Infine, per quanto riguarda l’approvazione definitiva in Consiglio di istituto, il documento ANP sottolinea che la possibilità che il CdI intervenga a modificare il testo in fase di approvazione è “un evento da evitare con ogni cura”, preparando “accuratamente la delibera, che sostanzialmente dovrà essere una ratifica”.
Vogliamo ribadire che non tutti i Dirigenti scolastici si riconoscono in queste posizioni, che riteniamo lesive della dignità dei docenti, del ruolo del Collegio e del Consiglio di Istituto e che disegnano uno scenario di conflitto permanente all’interno delle scuole, cercato con determinazione.
L’ANP non rappresenta l’insieme dei Dirigenti scolastici, parla esclusivamente a nome dei propri iscritti, in particolare quando si esprime su temi così critici, con letture e interpretazioni assolutamente di parte.
Noi non ci riconosciamo in una visione di scuola in cui gli Organi Collegiali sono assemblee da controllare, evitando che possano avere voce in capitolo, riducendole al ruolo di chi ratifica le decisioni del Dirigente; o in cui gli insegnanti sono elementi “contrastivi” da ridurre all’obbedienza grazie a nuovi poteri di comando.
Non concordiamo con il suggerimento, sempre contenuto nello stesso documento, di non sollecitare proposte, secondo “il principio dei marines: don’t ask, don’t tell…”.
È una posizione che, siamo certi, non condividono neppure molti iscritti all’ANP e che, in definitiva, produce e alimenta proprio lo scontro che si dice di temere.
Al di là delle posizioni culturali, politiche o sindacali, ci riconosciamo in un’idea di scuola come opera collettiva, realizzata da tante istanze, organi, persone, che lavorano insieme attraverso la via del confronto, in una prospettiva pluralista che non ammette scorciatoie, tantomeno autoritarie.
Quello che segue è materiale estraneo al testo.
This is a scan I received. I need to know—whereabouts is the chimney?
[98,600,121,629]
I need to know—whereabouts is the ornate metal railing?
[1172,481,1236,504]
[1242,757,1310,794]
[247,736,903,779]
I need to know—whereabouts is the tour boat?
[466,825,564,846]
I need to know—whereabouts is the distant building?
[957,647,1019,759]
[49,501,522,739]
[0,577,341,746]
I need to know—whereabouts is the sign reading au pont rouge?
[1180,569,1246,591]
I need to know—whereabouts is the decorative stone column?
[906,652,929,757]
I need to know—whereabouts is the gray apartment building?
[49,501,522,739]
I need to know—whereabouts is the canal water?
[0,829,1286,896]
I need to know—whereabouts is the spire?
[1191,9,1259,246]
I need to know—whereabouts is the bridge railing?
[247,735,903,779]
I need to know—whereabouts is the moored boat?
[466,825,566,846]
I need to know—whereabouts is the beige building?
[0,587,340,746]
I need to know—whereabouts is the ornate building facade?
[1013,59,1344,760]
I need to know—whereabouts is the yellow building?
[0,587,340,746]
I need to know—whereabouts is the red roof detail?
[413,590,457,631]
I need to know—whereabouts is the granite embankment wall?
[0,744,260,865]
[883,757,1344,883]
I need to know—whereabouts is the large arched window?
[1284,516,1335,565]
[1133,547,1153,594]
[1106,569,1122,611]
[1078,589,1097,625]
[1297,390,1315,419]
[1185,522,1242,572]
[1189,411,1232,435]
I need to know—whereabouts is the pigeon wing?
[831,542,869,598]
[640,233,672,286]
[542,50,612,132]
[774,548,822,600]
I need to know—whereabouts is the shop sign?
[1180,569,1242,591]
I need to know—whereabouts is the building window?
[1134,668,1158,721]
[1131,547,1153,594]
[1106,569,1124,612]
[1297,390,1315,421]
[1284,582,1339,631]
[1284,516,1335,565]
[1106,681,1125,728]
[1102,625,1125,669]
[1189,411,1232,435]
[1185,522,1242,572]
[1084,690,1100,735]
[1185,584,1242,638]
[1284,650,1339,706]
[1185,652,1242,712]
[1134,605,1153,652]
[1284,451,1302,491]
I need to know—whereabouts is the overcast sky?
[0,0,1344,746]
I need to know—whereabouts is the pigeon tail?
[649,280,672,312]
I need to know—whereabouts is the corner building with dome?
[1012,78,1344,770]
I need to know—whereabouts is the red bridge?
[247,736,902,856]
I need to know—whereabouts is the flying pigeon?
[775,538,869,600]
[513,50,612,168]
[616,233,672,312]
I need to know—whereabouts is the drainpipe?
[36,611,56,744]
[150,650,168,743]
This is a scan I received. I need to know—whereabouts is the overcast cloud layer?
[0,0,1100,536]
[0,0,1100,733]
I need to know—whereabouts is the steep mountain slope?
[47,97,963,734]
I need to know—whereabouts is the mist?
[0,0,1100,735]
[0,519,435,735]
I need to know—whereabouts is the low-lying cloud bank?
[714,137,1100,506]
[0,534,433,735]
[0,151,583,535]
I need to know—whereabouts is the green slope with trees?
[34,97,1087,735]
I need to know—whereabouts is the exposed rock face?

Ognuno di noi, secondo la propria sensibilità, le proprie scelte, le condizioni locali in cui opera, declinerà diversamente il proprio ruolo; ma sempre nell’ottica del dialogo, non certo dell’imposizione o peggio della manipolazione.
Se ANP si prepara alla battaglia, convinta che la L. 107/2015 affidi ai Dirigenti il compito di sconfiggere tutte le altre componenti della scuola, ha letto una legge diversa da quella su cui noi, nella quotidianità dei nostri istituti, stiamo lavorando.
Questa visione non ci rappresenta e non crediamo rappresenti un futuro auspicabile per la nostra scuola.